From: Borislav Petkov <bp@amd64.org>
To: Prarit Bhargava <prarit@redhat.com>
Cc: Borislav Petkov <bp@amd64.org>,
"linux-kernel@vger.kernel.org" <linux-kernel@vger.kernel.org>,
Russ Anderson <rja@sgi.com>, "Luck, Tony" <tony.luck@intel.com>,
"dzickus@redhat.com" <dzickus@redhat.com>,
"mstowe@redhat.com" <mstowe@redhat.com>,
"dnelson@redhat.com" <dnelson@redhat.com>,
"rja@americas.sgi.com" <rja@americas.sgi.com>
Subject: Re: [PATCH -v3] x86, MCE: Drop the default decoding notifier
Date: Thu, 14 Apr 2011 21:02:53 +0200 [thread overview]
Message-ID: <20110414190253.GQ10080@aftab> (raw)
In-Reply-To: <4DA71774.9020900@redhat.com>
On Thu, Apr 14, 2011 at 11:49:08AM -0400, Prarit Bhargava wrote:
> > And we don't want to fix that - we want to fix the case with the
> > occasional CE MCEs which get detected in the polling path but none of
> > their MCA regs get dumped for decoding so the decoding hint there is
> > out of place.

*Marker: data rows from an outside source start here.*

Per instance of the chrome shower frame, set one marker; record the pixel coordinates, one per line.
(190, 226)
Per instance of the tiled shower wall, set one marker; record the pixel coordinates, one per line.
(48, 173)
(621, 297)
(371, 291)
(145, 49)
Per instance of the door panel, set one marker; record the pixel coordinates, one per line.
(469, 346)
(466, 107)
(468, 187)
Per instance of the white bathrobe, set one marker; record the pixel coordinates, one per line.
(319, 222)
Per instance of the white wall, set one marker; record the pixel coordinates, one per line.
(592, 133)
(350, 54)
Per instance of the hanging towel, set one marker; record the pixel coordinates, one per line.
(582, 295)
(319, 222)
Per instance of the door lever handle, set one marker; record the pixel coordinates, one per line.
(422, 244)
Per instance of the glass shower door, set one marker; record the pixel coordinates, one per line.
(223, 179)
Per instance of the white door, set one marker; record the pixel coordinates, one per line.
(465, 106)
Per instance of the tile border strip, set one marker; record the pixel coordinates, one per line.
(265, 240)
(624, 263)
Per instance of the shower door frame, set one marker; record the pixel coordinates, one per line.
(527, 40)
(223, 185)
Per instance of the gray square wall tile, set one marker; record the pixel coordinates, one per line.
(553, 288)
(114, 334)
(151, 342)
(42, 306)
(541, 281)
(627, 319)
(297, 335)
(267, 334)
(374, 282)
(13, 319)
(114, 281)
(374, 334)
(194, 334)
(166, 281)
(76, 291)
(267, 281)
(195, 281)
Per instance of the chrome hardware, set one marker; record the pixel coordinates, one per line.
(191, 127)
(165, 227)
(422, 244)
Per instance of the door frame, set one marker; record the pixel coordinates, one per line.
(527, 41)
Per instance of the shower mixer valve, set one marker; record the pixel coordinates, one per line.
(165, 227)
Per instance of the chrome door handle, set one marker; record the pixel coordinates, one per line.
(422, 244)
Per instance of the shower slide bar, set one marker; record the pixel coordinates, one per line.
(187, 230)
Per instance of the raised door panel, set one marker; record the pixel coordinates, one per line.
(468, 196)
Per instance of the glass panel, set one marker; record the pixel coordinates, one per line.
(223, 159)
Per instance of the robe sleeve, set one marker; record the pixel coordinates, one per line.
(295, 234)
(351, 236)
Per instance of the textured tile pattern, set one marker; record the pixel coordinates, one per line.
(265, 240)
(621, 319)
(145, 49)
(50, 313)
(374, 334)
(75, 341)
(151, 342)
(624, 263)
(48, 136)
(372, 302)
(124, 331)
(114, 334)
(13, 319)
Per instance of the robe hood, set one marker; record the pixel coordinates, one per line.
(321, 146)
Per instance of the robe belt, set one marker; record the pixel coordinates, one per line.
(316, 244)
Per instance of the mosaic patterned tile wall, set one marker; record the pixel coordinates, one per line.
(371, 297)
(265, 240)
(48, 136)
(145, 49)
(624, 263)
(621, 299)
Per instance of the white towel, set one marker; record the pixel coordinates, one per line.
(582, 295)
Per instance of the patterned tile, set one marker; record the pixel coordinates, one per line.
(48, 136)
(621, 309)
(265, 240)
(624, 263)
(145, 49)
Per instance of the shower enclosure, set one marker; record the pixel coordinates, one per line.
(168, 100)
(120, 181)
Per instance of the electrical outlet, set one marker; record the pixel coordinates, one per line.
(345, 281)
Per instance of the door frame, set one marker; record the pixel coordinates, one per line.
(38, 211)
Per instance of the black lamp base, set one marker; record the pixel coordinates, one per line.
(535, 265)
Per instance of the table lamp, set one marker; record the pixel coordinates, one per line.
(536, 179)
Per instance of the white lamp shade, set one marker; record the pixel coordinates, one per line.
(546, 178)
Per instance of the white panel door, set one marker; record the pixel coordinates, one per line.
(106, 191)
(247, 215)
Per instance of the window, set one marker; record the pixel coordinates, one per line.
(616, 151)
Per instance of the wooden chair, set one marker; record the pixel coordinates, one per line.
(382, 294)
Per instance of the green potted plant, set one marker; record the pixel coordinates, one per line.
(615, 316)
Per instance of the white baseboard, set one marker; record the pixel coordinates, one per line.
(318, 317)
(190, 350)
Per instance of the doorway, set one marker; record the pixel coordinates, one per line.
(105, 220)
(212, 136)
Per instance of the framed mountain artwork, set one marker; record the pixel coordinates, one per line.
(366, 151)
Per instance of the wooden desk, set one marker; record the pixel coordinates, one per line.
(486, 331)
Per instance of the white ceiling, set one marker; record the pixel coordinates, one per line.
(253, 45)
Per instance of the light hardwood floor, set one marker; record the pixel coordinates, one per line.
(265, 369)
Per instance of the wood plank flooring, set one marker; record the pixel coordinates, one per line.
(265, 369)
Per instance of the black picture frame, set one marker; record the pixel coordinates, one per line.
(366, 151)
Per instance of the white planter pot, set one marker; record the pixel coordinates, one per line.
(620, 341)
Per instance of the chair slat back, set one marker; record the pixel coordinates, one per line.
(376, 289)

And we fixed that at least partially so that it doesn't
> > flood the logs. If you're not fine with the default ratelimit of 10 msgs
> > per 5 seconds we can always raise the ratelimit but tweaking an almost
> > hypothetical case is just not worth it.
> >
> Okay -- I'm good then.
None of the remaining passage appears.